# Jacks on the fly



## noise.boy (Mar 7, 2012)

We went out a week ago. Matagorda Bay was still in the early morning. As soon as the sun hit the water these guys were bustin it on the surface! They pull hard! Especially on a fly.










Sent from my iPad using Tapatalk HD


----------



## Billy Baroo (Apr 21, 2010)

Please tell me you caught this on a spey rod...


----------



## Billy Baroo (Apr 21, 2010)

you need to get a new camera too....your camera takes pictures upside down...


----------



## noise.boy (Mar 7, 2012)

We caught it on a 12 wt rod. We were looking for tarpon. The camera is my son's iPhone. We each caught jacks two mornings in a row. They're bullies!


Sent from my iPad using Tapatalk HD


----------



## Billy Baroo (Apr 21, 2010)

Booo...this place needs more spey...for a guy that has a spey rod in every size you sure aren't bringing the......noise. 


makes me sad.


----------



## Billy Baroo (Apr 21, 2010)

Ps... Your son's iPhone is broken...


----------



## noise.boy (Mar 7, 2012)

The photo looks fine on my iPad. It's upside down here. Talk to 2cool... I love spey! Too bad it doesn't work well in the salt.


----------



## Joe T (Dec 13, 2012)

nice jack!!


----------



## Billy Baroo (Apr 21, 2010)

noise.boy said:


> The photo looks fine on my iPad. It's upside down here. Talk to 2cool... I love spey! Too bad it doesn't work well in the salt.

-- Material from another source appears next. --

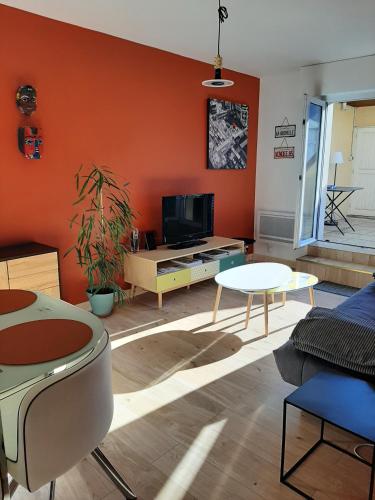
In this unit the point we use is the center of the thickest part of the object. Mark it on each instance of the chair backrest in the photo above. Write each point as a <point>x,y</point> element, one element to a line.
<point>63,418</point>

I know you love spey that's why I asked of you caught it on a spey rod...this thread needs more spey pictures...I know you have them.


----------



## noise.boy (Mar 7, 2012)

Ok Billy B. here's a Spey cast on the North Umpqua last summer. Guess the pool location and ....

https://www.dropbox.com/s/5kppt0jgoavwtg6/IMG_0419.MOV

Sent from my iPad using Tapatalk HD


----------